En signant les Accords Artémis à Washington, le Sénégal devient le quatrième pays africain à rejoindre cette initiative pilotée par la Nasa. Sans programme lunaire national, le pays parie néanmoins sur l'avenir.
Le 25 juillet dernier, l'Agence spatiale sénégalaise (ASES) a officiellement signé les Accords Artémis lors d'une cérémonie au siège de la Nasa, à Washington. Une étape hautement symbolique pour ce jeune acteur de l'espace, qui devient ainsi le 54e pays à rejoindre cette coalition internationale lancée par les États-Unis. Le Sénégal suit ainsi les pas du Rwanda, du Nigeria et de l'Angola, les trois autres signataires africains.
Les Accords Artémis forment un cadre juridique et politique destiné à organiser la coopération internationale autour du programme lunaire Artémis. Ce dernier, initié par la Nasa, vise à renvoyer des astronautes sur la Lune, plus de 50 ans après Apollo. L'objectif est cependant différent : l'établissement à terme d'une présence humaine durable et une utilisation pacifique des ressources lunaires.
Programme international
Restez informé des derniers gros titres sur WhatsApp | LinkedIn
Contrairement à Apollo, le budget seul de la Nasa ne permet pas de supporter une telle ambition et les États-Unis ne souhaitent plus jouer en solo. Ils misent sur une alliance mondiale pour partager les coûts, les savoir-faire... et l'influence. D'où la nécessité de fixer des règles du jeu. « C'est la mise en place de structures de coopération pour régler de futurs problèmes de voisinage sur la Lune », explique Stefan Barensky, rédacteur en chef du magazine Aerospatium.
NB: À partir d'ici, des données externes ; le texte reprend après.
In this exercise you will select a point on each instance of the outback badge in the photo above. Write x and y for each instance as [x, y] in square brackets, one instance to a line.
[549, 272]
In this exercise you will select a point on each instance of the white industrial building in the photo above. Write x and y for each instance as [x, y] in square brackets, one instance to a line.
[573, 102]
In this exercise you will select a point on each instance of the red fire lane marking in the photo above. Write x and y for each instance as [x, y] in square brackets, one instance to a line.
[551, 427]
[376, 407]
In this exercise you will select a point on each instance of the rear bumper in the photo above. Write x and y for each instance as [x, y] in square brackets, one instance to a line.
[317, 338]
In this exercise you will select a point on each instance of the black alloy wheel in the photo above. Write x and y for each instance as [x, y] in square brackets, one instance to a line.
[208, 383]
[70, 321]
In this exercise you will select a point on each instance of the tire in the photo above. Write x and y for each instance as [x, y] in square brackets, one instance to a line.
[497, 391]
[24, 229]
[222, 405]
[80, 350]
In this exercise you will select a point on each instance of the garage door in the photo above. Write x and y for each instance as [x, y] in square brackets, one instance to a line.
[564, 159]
Si le Sénégal n'a ni programme lunaire ni astronautes, sa participation n'est pas anodine. Pour les pays africains, il s'agit avant tout d'avoir un siège à la table des négociations, d'être présent dans les discussions qui dessineront les contours du droit spatial de demain. « L'adhésion du Sénégal aux Accords Artemis traduit notre volonté d'inscrire notre engagement spatial dans un cadre multilatéral, responsable et transparent, a ainsi déclaré Maram Kairé, le patron de l'ASES. Cette signature marque une étape importante dans notre diplomatie scientifique et notre ambition de contribuer à une exploration pacifique de l'espace. »
Parier sur l'avenir
En rejoignant les Accords Artémis, Dakar manifeste une volonté claire : ne pas rater le virage du spatial, comme en témoigne le lancement de son premier satellite il y a un an.
Le continent africain commence par ailleurs à s'organiser. En avril 2025, l'Union africaine lançait officiellement l'Agence spatiale africaine, basée au Caire, pour coordonner les efforts scientifiques et techniques des États membres de l'UA. Dakar, Nairobi, Luanda ou Kigali n'ont certes pas de programme lunaire à date, mais cela ne présume en rien le visage du secteur spatial dans quelques décennies.
Pour le Sénégal, cette signature est un coup double. Elle ne lui coûte rien et ouvre la voie à une coopération future avec des partenaires de premier plan. Elle lui permet aussi de prendre place dans un forum où se discutent des enjeux majeurs : exploration, exploitation des ressources, sécurité, transparence, partage des données scientifiques.